| Reviews of Altars of Ordinary Light
Altars of Ordinary Light, in part, revives powerful memories of a coastal childhood with imagery as sharp as the scent of low tide in a salt marsh. June Sylvester Saraceno focuses a subject, adjusts the light and angle until it reveals what we have been too busy to see -- the eloquence and sanctity of the everyday. These poems nicely balance light and dark, humor and sorrow. In "Scars," she writes: "My body is a book / I reread the lines to find/ the fierce allegory of old adventures." Most of these poems have an urgency, and they compel as adventures do.

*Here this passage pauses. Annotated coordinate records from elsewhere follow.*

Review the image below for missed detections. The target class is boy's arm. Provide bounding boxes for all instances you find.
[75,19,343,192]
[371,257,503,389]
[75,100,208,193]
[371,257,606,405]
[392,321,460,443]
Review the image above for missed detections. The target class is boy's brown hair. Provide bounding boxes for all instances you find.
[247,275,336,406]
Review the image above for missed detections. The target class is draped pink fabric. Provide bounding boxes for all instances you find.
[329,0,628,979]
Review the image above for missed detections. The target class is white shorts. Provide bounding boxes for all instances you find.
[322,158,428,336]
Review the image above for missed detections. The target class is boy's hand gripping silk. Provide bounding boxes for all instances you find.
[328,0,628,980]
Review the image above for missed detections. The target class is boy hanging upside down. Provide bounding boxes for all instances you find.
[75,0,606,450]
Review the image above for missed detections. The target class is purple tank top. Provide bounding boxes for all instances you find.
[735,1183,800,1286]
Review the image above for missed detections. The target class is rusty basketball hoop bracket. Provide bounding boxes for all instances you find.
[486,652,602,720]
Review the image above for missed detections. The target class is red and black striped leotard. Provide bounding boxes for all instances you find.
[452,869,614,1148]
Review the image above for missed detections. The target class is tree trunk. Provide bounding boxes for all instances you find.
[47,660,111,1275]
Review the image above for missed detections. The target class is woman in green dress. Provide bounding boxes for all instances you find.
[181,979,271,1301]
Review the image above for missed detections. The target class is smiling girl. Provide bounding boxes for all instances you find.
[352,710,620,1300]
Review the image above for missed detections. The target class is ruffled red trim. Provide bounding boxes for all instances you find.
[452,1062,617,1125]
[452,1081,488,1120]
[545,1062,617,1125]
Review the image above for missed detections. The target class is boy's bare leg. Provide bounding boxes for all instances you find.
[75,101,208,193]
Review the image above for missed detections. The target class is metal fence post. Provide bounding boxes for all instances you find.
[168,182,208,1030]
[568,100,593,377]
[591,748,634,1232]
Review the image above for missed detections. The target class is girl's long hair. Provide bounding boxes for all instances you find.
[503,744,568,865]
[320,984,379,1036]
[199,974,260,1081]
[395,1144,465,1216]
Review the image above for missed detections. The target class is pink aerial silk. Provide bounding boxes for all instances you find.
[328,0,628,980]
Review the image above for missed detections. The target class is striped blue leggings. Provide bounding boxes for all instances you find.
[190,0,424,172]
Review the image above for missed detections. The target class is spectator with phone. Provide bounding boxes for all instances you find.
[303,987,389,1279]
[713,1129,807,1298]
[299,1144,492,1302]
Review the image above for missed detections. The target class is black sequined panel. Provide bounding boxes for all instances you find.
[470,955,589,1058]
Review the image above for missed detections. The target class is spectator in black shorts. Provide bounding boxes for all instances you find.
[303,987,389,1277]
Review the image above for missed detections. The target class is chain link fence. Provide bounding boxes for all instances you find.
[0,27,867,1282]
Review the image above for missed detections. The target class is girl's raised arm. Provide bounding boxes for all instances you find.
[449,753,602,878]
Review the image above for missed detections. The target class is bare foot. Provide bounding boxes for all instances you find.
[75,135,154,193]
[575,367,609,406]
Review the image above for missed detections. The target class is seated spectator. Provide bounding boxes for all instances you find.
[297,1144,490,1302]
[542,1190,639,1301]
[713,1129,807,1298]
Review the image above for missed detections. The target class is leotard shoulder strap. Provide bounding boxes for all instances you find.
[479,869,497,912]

Altars of Ordinary Light is an impressive debut.
-- Peter Makuck, author of Breaking and Entering, Off Season in the Promised land, Sunken Lightship, Where We Live, and Against Distance.

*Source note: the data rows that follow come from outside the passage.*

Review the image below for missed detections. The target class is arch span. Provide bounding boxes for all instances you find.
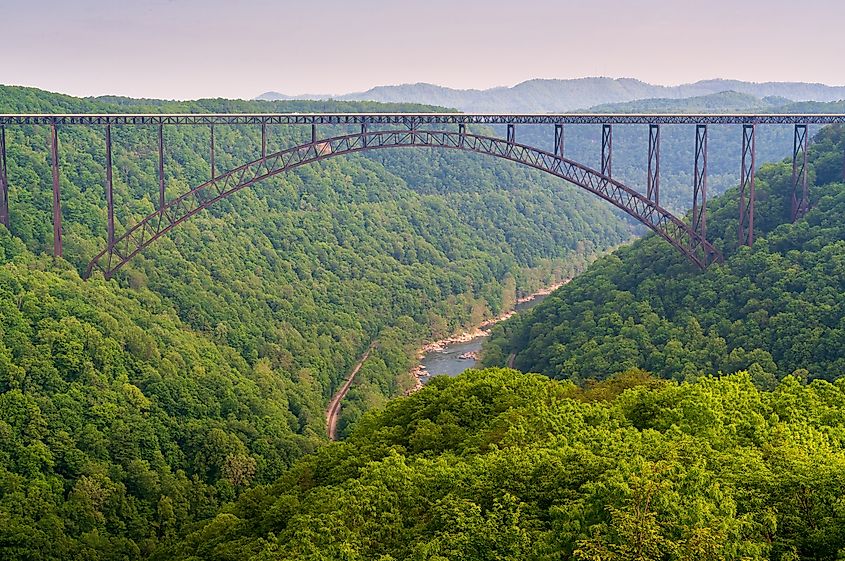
[86,130,721,278]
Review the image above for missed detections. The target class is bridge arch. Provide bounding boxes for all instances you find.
[85,130,721,278]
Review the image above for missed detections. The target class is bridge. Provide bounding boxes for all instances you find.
[0,113,845,278]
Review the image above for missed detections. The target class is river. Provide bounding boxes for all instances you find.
[420,294,548,384]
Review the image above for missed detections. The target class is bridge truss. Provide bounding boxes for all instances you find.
[0,113,845,278]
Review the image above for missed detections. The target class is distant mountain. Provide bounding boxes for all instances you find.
[587,91,793,113]
[257,78,845,112]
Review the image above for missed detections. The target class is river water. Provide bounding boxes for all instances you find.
[421,295,547,383]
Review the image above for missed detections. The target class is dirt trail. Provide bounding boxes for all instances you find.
[326,341,376,440]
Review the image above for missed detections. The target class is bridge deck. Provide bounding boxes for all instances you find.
[0,113,845,126]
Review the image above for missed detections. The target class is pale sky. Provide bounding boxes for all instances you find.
[0,0,845,99]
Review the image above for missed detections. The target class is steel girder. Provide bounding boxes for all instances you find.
[0,113,845,125]
[646,125,660,205]
[86,129,721,278]
[739,125,757,247]
[791,125,810,222]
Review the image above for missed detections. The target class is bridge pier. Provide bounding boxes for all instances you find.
[261,123,268,160]
[692,125,707,246]
[555,123,564,158]
[106,125,114,256]
[158,125,164,210]
[601,125,613,177]
[792,124,810,222]
[50,123,62,257]
[0,125,9,228]
[646,125,660,205]
[739,124,757,247]
[209,125,217,179]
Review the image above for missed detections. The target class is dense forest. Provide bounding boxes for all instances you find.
[486,124,845,387]
[153,369,845,561]
[153,128,845,561]
[0,87,632,560]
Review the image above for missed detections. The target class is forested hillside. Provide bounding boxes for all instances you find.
[485,124,845,387]
[153,369,845,561]
[0,87,631,560]
[512,95,845,214]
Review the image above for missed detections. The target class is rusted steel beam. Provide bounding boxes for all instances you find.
[50,125,62,257]
[158,125,165,210]
[646,125,660,205]
[106,125,114,255]
[601,124,613,177]
[692,125,707,246]
[739,125,757,247]
[791,124,810,222]
[555,123,565,158]
[0,125,9,228]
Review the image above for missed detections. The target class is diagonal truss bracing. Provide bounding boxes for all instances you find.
[86,131,721,278]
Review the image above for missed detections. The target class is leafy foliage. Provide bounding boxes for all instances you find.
[485,123,845,387]
[0,83,630,560]
[154,369,845,561]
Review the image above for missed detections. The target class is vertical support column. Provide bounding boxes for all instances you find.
[209,125,217,179]
[0,125,9,228]
[792,125,810,222]
[555,123,564,158]
[739,124,757,247]
[646,125,660,205]
[692,125,707,244]
[106,125,114,257]
[158,125,164,210]
[50,123,62,257]
[261,122,267,160]
[601,125,613,177]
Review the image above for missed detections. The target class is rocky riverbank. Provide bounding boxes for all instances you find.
[407,279,571,394]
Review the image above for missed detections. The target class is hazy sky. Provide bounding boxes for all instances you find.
[0,0,845,99]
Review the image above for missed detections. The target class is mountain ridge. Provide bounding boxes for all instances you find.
[256,77,845,112]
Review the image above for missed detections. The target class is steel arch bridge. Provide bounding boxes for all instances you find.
[0,113,845,278]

The title Altars of Ordinary Light is apropos for a book that seeks to shed light on ordinary living -- childhood, family, marriage, womanhood. Saraceno's verse is accessible, yet filled with vivid imagery. Each poem begs to be reread to gain understanding of not only the poet but the reader.

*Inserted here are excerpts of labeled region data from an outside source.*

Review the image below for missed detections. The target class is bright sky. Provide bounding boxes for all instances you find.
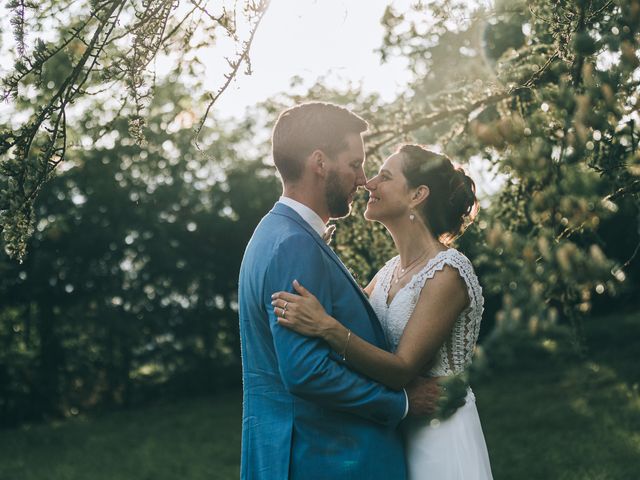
[207,0,500,197]
[207,0,410,116]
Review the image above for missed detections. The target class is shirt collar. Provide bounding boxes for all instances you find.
[278,197,327,237]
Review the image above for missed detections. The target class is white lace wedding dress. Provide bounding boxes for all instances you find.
[370,249,492,480]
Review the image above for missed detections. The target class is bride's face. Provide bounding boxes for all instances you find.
[364,153,411,223]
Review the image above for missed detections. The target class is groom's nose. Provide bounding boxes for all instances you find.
[356,167,367,187]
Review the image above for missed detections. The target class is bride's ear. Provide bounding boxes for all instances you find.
[411,185,430,208]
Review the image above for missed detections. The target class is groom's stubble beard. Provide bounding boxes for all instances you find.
[324,170,351,218]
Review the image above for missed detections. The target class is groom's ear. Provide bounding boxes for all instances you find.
[307,150,327,177]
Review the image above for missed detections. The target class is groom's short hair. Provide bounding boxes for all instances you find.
[271,102,369,182]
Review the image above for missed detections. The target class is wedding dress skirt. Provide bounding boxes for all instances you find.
[402,389,493,480]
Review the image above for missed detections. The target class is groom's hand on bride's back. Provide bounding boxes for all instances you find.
[406,375,468,420]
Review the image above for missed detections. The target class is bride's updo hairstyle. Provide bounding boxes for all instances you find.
[398,144,479,245]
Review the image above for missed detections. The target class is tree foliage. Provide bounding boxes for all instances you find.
[0,82,278,425]
[352,0,640,356]
[0,0,269,259]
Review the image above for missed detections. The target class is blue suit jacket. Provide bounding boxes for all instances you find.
[238,203,406,480]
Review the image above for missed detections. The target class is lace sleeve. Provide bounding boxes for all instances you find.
[411,249,484,376]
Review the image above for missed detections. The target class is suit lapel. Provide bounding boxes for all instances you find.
[271,203,388,349]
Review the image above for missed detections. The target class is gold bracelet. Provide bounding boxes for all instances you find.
[342,328,351,362]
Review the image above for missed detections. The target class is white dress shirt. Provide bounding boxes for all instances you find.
[278,197,409,418]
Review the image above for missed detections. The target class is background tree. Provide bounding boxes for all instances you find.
[0,0,269,259]
[0,81,278,424]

-- Ellen Hopkins, author of Crank, Burned, Impulse, Identical, Tricks, Fallout and more.
In Altars of Ordinary Light June Sylvester Saraceno opens the door to a childhood in a southern, Christian home. Then we see her leave, home first, then marriage, to travel to France, Germany, Vancouver: waiting, waiting. Home again, she hears "You just have to stop thinking about yourself and dance." She does. These are honest, generous poems.
-- Lola Haskins, author of Not Feathers Yet: A Beginner's Guide to the Poetic Life, Solutions Beginning with A, and many collections of poetry including Desire Lines, New and Selected Poems, Extrajera, The Rim Benders Hunger, Forty-Four Ambitions for the Piano and Castings.